A conference at the Chatham House think tank in London is addressing the growing problem of counterfeit medicines. The World Health Organization (WHO) estimates that fake drugs account for up to half of all the treatments sold in some developing countries, putting millions of lives at risk.
The WHO claims that knock-off medicine is now a $75 billion a year industry. The problem is not confined to poor countries; one-tenth of the drugs sold worldwide are believed to be fake, with some finding their way into the U.S. and Europe .

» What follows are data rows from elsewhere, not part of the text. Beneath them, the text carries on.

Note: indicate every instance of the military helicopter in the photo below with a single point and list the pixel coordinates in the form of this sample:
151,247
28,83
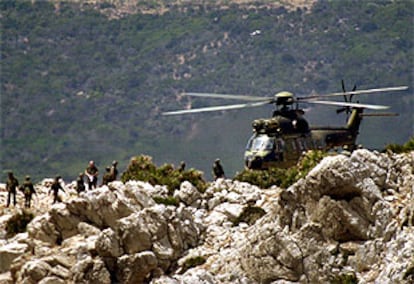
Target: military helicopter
280,141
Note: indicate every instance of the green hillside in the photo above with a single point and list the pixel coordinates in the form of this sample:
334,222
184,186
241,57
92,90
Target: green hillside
77,85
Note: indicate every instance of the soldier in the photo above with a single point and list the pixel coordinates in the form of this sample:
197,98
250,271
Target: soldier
182,167
114,171
55,188
80,184
28,190
218,171
92,174
11,185
107,177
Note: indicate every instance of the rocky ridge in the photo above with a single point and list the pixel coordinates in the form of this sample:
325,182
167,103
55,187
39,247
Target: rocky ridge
350,219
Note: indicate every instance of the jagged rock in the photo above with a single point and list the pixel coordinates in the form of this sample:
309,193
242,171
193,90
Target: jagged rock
135,268
91,270
188,194
108,244
8,252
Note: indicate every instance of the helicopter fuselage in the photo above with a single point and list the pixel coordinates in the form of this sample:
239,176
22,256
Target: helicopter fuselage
280,141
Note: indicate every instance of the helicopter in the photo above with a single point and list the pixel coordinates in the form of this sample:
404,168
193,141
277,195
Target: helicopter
280,141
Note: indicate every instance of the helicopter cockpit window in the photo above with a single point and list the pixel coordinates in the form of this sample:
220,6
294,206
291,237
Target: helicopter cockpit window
262,142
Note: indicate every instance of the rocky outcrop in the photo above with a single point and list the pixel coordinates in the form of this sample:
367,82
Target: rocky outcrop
350,219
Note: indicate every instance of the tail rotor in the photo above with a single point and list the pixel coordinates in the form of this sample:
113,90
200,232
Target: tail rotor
346,109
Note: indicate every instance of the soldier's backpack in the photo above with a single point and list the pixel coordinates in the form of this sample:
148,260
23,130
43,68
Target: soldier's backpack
27,190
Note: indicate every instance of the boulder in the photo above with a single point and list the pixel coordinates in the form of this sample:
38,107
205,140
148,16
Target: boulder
9,252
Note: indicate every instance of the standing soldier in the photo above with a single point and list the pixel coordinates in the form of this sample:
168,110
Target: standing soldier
11,185
218,171
182,167
28,191
107,177
114,171
80,184
92,174
55,188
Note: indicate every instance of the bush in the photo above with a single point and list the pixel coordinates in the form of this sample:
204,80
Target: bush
18,223
142,168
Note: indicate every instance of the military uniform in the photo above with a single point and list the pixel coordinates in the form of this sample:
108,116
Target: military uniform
28,191
55,188
107,177
114,171
92,174
218,171
11,185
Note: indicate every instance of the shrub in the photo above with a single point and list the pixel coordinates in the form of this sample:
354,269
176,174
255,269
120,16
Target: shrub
18,223
142,168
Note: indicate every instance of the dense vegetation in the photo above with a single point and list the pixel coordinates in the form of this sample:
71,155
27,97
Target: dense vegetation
76,85
142,168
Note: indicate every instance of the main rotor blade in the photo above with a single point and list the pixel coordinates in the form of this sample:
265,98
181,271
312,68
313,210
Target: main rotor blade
359,92
356,105
227,96
215,108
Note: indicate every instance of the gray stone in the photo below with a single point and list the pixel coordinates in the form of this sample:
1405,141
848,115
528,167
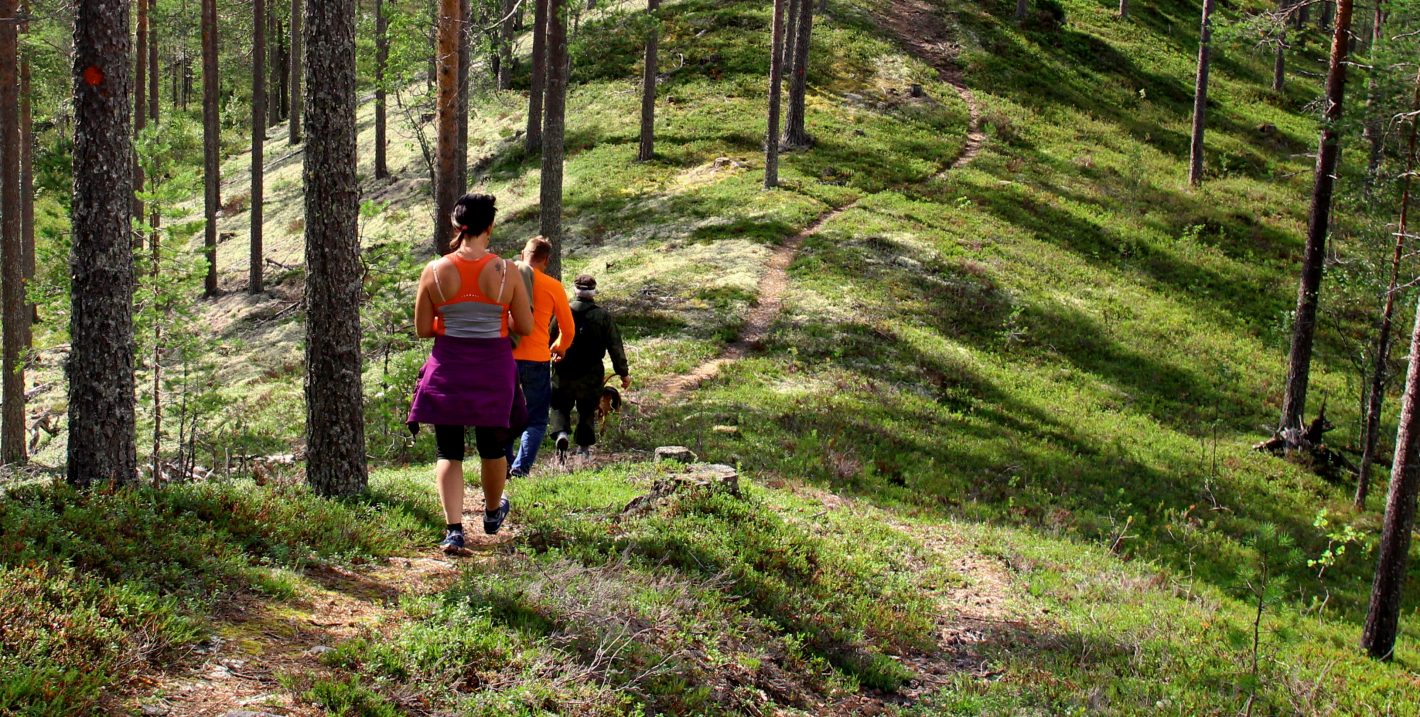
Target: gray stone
675,453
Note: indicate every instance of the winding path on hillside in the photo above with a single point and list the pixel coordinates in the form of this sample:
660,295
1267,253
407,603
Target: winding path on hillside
920,29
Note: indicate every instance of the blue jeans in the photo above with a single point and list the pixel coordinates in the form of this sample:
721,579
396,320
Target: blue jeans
537,388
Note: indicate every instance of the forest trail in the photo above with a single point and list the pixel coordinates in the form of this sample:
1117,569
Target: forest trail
257,645
922,30
261,643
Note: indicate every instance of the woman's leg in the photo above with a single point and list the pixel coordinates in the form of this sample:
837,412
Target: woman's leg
492,445
449,470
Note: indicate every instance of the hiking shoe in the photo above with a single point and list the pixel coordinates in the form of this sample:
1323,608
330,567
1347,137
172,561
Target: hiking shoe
453,544
493,521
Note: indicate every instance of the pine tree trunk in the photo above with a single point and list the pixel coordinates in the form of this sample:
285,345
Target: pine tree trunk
1328,154
280,95
790,36
12,274
554,132
794,132
139,104
210,139
334,395
381,61
1200,97
1280,57
1372,132
1378,376
537,87
259,125
465,64
771,142
154,95
507,34
648,88
101,442
154,74
297,70
446,155
27,182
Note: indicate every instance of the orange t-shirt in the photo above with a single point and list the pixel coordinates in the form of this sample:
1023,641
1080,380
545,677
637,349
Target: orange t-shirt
548,297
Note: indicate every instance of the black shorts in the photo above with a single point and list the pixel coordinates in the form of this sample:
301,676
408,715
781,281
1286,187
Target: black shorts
492,443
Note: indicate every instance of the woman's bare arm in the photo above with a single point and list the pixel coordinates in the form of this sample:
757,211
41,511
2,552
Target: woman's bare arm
425,304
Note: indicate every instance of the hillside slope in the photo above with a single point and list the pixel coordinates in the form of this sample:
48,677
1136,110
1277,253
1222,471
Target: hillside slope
993,442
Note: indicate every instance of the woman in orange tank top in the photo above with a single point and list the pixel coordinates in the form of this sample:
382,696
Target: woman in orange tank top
467,303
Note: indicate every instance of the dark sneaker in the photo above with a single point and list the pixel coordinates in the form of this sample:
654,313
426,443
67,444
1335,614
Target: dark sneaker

“This poses a real threat to human health," says Professor Martin McKee of the London School of Hygiene and Tropical Medicine. "You might be taking drugs that don’t cure the condition you have, and if it’s a life-threatening condition you might die. Or you might be taking drugs that are toxic and the ingredients that are in them may kill you. There’s also the problem of sub-standard drugs encouraging the emergence of antibiotic resistance ”
Professor McKee, who is taking part in today’s conference, argues that the boom in internet sales of medicines has fuelled the fake drug industry.
The anti-impotence remedy Viagra, when sold online, is believed to be the most counterfeited treatment.
But McKee also blames slack regulation and the globalization of the pharmaceutical business. He points out that long and complicated supply chains make it easier to get fake drugs into the system.